Call Girls Jalahalli Just Call 👗 7737669865 👗 Top Class Call Girl Service Ban...
Call Girls Jalahalli Just Call 👗 7737669865 👗 Top Class Call Girl Service Ban...Call Girls Jalahalli Just Call 👗 7737669865 👗 Top Class Call Girl Service Ban...
Call Girls Jalahalli Just Call 👗 7737669865 👗 Top Class Call Girl Service Ban...
amitlee9823
 
➥🔝 7737669865 🔝▻ Mathura Call-girls in Women Seeking Men 🔝Mathura🔝 Escorts...
➥🔝 7737669865 🔝▻ Mathura Call-girls in Women Seeking Men  🔝Mathura🔝   Escorts...➥🔝 7737669865 🔝▻ Mathura Call-girls in Women Seeking Men  🔝Mathura🔝   Escorts...
➥🔝 7737669865 🔝▻ Mathura Call-girls in Women Seeking Men 🔝Mathura🔝 Escorts...
amitlee9823
 
Call Girls Bannerghatta Road Just Call 👗 7737669865 👗 Top Class Call Girl Ser...
Call Girls Bannerghatta Road Just Call 👗 7737669865 👗 Top Class Call Girl Ser...Call Girls Bannerghatta Road Just Call 👗 7737669865 👗 Top Class Call Girl Ser...
Call Girls Bannerghatta Road Just Call 👗 7737669865 👗 Top Class Call Girl Ser...
amitlee9823
 
CHEAP Call Girls in Saket (-DELHI )🔝 9953056974🔝(=)/CALL GIRLS SERVICE
CHEAP Call Girls in Saket (-DELHI )🔝 9953056974🔝(=)/CALL GIRLS SERVICECHEAP Call Girls in Saket (-DELHI )🔝 9953056974🔝(=)/CALL GIRLS SERVICE
CHEAP Call Girls in Saket (-DELHI )🔝 9953056974🔝(=)/CALL GIRLS SERVICE
9953056974 Low Rate Call Girls In Saket, Delhi NCR
 
Vip Mumbai Call Girls Thane West Call On 9920725232 With Body to body massage...
Vip Mumbai Call Girls Thane West Call On 9920725232 With Body to body massage...Vip Mumbai Call Girls Thane West Call On 9920725232 With Body to body massage...

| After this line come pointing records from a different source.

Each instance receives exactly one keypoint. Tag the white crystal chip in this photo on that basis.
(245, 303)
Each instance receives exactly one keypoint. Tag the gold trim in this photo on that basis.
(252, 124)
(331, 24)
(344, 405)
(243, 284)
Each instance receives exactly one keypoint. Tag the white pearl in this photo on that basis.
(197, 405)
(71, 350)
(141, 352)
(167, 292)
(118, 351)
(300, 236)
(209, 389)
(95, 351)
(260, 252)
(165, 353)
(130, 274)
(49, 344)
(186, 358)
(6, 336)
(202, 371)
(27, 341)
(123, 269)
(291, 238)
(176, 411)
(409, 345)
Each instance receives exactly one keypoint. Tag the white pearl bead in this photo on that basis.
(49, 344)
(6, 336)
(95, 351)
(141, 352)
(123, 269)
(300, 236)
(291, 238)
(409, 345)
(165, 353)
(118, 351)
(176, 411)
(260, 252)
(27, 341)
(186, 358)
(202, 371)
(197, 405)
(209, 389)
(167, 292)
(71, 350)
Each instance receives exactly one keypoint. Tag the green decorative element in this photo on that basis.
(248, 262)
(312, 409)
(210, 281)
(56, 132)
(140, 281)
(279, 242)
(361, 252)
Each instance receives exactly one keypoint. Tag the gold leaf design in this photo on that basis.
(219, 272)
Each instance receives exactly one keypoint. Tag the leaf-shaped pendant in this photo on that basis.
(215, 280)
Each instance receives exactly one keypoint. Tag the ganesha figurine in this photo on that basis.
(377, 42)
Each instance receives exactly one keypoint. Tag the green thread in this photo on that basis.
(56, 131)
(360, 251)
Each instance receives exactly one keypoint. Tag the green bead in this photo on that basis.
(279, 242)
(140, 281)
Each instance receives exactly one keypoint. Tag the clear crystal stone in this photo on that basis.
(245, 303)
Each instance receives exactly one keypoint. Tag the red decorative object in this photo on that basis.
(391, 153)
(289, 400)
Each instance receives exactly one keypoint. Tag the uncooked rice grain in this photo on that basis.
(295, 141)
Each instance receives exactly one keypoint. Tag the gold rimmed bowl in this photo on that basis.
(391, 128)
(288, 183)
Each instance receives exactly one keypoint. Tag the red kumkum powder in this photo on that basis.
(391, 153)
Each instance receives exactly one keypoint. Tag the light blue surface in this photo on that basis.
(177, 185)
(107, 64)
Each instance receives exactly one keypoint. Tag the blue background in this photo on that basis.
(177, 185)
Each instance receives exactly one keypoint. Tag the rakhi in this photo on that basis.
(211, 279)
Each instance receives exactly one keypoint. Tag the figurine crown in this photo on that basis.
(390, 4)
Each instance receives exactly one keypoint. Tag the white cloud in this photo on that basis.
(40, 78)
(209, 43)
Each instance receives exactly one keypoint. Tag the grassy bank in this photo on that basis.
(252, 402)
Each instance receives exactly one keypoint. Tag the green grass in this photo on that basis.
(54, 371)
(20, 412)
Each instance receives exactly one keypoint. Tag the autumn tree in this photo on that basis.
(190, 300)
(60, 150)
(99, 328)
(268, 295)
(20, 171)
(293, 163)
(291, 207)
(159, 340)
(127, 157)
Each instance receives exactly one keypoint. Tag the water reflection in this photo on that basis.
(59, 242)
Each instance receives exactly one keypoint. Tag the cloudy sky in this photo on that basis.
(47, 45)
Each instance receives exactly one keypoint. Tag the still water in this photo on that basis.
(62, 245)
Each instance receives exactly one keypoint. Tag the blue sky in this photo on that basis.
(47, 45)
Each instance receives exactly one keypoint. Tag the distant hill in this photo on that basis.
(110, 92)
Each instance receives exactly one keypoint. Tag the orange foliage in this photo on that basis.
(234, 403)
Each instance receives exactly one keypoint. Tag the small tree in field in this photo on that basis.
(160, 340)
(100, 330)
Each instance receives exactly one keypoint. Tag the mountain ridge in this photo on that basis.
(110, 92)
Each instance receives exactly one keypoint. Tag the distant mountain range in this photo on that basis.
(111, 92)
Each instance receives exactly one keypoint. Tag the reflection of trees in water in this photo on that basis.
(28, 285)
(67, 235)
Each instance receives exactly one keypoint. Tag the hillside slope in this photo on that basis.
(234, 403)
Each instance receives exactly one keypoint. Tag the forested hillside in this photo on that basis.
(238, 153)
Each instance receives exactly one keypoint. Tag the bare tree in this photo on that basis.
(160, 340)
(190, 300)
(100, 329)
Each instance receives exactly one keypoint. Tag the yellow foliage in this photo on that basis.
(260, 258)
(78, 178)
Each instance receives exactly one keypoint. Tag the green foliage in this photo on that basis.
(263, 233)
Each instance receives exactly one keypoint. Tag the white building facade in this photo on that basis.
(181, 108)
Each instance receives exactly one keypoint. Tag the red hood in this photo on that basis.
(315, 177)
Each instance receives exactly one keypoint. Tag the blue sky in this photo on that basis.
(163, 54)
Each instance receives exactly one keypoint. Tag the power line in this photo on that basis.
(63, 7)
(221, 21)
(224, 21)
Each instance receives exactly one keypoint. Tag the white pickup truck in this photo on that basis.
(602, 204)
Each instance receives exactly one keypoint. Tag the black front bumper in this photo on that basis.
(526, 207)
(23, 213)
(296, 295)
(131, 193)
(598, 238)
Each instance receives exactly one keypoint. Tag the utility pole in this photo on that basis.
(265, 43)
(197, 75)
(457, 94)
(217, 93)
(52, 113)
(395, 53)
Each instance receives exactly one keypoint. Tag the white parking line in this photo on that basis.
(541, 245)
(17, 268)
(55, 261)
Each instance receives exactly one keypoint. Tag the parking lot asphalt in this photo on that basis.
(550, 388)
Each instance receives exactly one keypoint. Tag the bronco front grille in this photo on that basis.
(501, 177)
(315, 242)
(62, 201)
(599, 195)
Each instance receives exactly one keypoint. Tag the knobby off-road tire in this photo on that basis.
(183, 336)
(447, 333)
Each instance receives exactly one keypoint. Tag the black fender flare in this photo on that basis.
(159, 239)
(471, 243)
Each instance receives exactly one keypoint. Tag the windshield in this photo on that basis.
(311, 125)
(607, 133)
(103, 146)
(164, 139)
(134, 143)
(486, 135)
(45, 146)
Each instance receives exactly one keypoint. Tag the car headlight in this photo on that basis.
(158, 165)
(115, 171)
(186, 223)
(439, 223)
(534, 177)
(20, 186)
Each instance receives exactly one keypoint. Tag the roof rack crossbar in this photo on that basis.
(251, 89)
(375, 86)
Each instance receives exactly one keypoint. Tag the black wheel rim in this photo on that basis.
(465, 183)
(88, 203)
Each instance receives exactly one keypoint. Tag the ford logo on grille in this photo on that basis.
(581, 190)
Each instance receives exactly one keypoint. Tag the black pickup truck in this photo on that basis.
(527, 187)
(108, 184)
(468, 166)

Vip Mumbai Call Girls Thane West Call On 9920725232 With Body to body massage...
amitlee9823
 

Dernier (20)

Call Girls Begur Just Call 👗 7737669865 👗 Top Class Call Girl Service Bangalore
Call Girls Begur Just Call 👗 7737669865 👗 Top Class Call Girl Service BangaloreCall Girls Begur Just Call 👗 7737669865 👗 Top Class Call Girl Service Bangalore
Call Girls Begur Just Call 👗 7737669865 👗 Top Class Call Girl Service Bangalore
 
Call Girls In Shalimar Bagh ( Delhi) 9953330565 Escorts Service
Call Girls In Shalimar Bagh ( Delhi) 9953330565 Escorts ServiceCall Girls In Shalimar Bagh ( Delhi) 9953330565 Escorts Service
Call Girls In Shalimar Bagh ( Delhi) 9953330565 Escorts Service
 
Call Girls Indiranagar Just Call 👗 7737669865 👗 Top Class Call Girl Service B...
Call Girls Indiranagar Just Call 👗 7737669865 👗 Top Class Call Girl Service B...Call Girls Indiranagar Just Call 👗 7737669865 👗 Top Class Call Girl Service B...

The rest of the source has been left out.